Is there any harm in that?

A 2010 Henry J Kaiser Family Foundation report “Generation M2: Media in the Lives of 8-18 Year Olds” shows that kids are spending an average of more than 7 hours a day on electronic media, which includes TV, the Internet, video games and mobile devices. In other words, kids are plugged into some kind of electronic device for more than 50 hours a week.

That Kaiser survey of 2,000 students across the country also found that kids who are heavy media users (16 or more hours a day) tend to have lower grades than kids who are light users (less than 3 hours a day).

Seems pretty obvious.

In regards to toddlers and technology, how dangerous is it developmentally for kids under the age of 2? We don’t have long-term data on this. But, we do know the first couple of years of life are important to brain development. So the concern is, if toddlers are spending too much time looking at a screen, what are they NOT spending time looking at - the world outside, a human’s facial expressions? Common sense dictates that anything out of balance is bad.

A 2014 UCLA study found that sixth-graders who went five days without even glancing at a smart phone, television or other digital screen did substantially better at reading human emotions than sixth-graders from the same school who continued to spend hours each day looking at their electronic devices. The study highlighted that overuse of electronic devices in children decreases their sensitivity and understanding of emotional cues of other people.

Per the American Academy of Pediatrics website, “Studies have shown that excessive media use can lead to attention problems, school difficulties, sleep and eating disorders, and obesity. In addition, the Internet and cell phones can provide platforms for illicit and risky behaviors.”

But, we cannot demonize electronics, as they are here to stay and are essential to our day-to-day existence. I don’t know what I would do without the smart phone reference apps that help me in the clinic and help me communicate with doctors securely, that keep me on time to meetings and kids’ activities and that keep track of how much I exercise everyday. For the kids, computer and technological literacy are vital to future success in our high-tech world. I never imagined being a physician would also mean being competent in navigating multiple electronic health record systems, radiological and medical coding databases!

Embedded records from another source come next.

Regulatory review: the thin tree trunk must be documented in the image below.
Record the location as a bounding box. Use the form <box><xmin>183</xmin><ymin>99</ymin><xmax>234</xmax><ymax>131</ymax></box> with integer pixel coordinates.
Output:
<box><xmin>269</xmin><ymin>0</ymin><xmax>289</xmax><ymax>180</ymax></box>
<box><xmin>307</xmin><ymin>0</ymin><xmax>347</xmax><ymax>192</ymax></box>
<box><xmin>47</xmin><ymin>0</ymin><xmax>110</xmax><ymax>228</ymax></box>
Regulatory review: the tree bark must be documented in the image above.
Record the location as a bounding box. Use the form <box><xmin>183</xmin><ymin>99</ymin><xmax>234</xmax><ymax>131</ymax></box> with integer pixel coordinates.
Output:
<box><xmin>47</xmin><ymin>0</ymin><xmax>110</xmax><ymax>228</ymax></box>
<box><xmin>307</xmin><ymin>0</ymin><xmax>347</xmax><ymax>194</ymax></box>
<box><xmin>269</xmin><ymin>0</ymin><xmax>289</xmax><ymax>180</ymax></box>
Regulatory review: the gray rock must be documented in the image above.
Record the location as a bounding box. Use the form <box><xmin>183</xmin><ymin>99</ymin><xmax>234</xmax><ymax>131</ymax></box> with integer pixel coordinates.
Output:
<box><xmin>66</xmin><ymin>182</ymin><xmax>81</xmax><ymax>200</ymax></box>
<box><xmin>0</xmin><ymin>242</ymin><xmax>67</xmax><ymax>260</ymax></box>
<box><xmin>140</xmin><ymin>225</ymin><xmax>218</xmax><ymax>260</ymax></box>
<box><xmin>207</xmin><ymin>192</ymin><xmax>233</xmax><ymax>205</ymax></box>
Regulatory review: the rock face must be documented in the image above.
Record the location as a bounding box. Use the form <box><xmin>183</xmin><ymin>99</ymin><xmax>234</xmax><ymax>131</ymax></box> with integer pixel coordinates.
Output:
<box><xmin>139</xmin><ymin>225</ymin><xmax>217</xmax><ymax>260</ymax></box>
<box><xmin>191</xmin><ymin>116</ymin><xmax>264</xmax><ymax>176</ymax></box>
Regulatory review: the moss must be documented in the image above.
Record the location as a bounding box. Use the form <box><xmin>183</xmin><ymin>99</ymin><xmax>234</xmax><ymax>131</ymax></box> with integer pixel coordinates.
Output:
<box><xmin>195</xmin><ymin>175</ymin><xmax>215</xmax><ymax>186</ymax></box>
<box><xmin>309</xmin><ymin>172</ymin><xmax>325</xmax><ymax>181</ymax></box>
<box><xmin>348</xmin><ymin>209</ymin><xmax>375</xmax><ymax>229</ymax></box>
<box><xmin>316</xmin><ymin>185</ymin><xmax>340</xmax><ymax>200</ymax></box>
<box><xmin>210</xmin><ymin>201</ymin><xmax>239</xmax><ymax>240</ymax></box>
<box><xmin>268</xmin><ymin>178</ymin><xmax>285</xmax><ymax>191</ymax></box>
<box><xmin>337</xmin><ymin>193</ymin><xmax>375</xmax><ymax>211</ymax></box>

So what can parents do to make sure we don’t raise a generation of kids who are plugged in to devices and tuned out to people?

For starters, we can monitor our own media use. I know I’ve had to remind myself more than a few times to walk away from the computer or put down my cell phone and truly engage with my children face to face. As I am writing this piece, my 4-year-old has come to me multiple times begging for my attention - or alternatively - asking whether she “can play on something,” since she is so accustomed to being placated with her LeapPad or an educational video while mommy is on the computer working on “something important.”

My husband and I - and I suspect we are not alone - have created this problem by virtue of our very busy lives. It didn’t happen overnight, and the fix won’t be instantaneous. Our family has tried a “token” system, with 90 minutes of any media of choice per day, and have let the kids decide when to use their tokens. Now, much to their dismay, there are some days we simply have electronics-free days altogether. The solution for our family will continually evolve.

So, I propose that families encourage a “healthy media diet” for their children. Parents and kids should work together to reach a consensus in terms of both how much time to spend daily on media and what types of media are age and developmentally appropriate. The American Academy of Family Physicians recommends no more than 2 hours of screen time daily.

There is still a good chance you will see me and my family with electronics on at a restaurant. But with any luck you will also see interaction and sharing, and not just 5 pairs of eyes fixed on 5 separate screens.

Li-Yu Mitchell, MD, is a mother of three, a family physician and wound care specialist at ETMC Wound Healing Center, president-elect of the Smith County Medical Society and is on the steering committee for Texas Academy of Family Physicians, Rose Chapter.